My name is Nikolay Sarkisyan, a historian by profession, although my academic and professional journey has been anything but linear. I have actively pursued

research interests across a wide variety of disciplines, including nation and nationalism studies, Russian political governance, as well as the historical sociology of the Russian Empire and the Soviet Union. At present, my attention is focused on the history of Soviet historical-revolutionary museums. I have held the position of a Marie Curie Postdoctoral Fellow at the Faculty of Modern and Medieval Languages at the University of Oxford, where I am now a visiting scholar.

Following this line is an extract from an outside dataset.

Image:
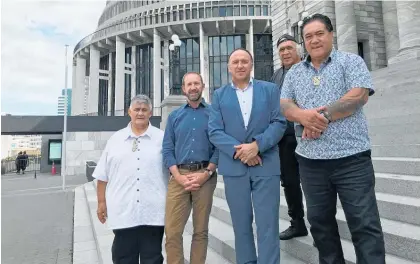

An article about protomuseums of revolution, devised by the Russian revolutionaries in emmigration in Europe in late 19th – early 20th centuries, will soon be out in Revolutionary Russia! Once it is out, I will publish a link here. In addition, a paper about non-party socialism and the role non-Bolsheviks played in the formation of the early Soviet historical memory will be out in an edited volume from Black Rose Books.
My academic journey began in 2012 when I graduated from the Faculty of History at the St. Petersburg State University. This was followed by my attainment of an MA in Sociology from the European University at St. Petersburg in 2014.
From 2014 to 2017, I was employed in two museums in St. Petersburg — “Smolny” and the State Museum of Political History of Russia (GMPIR). “Smolny”, formerly a branch of the Lenin Museum, houses Lenin’s 1917 office and the apartments where he lived before and during 1917. For several months, I managed one of Lenin’s apartments (located at 52 Lenin Street, St. Petersburg), followed by a similar tenure in the Smolny building, providing guided tours. The main exhibitions at Smolny centred around the 1917 October revolution and the first Soviet government. My work also extended to the GMPIR, which was previously the city branch of the Soviet Museum of the Revolution. I served as a tour guide and museum educator, conducting tours on a wide array of topics regarding Russian and Soviet history for adults, and held classes for school-aged children. In 2016, I curated an exhibition on Nikolay Yassievich, a Leningrad artist from the 1930s.
In 2017, I embarked on a PhD at the University of Oslo, where I undertook a thesis exploring contemporary Russian nationalities policy. I have investigated the rise of the tolerance discourse in Russia during the 2000s, along with its implications for the governance of nationalities policy.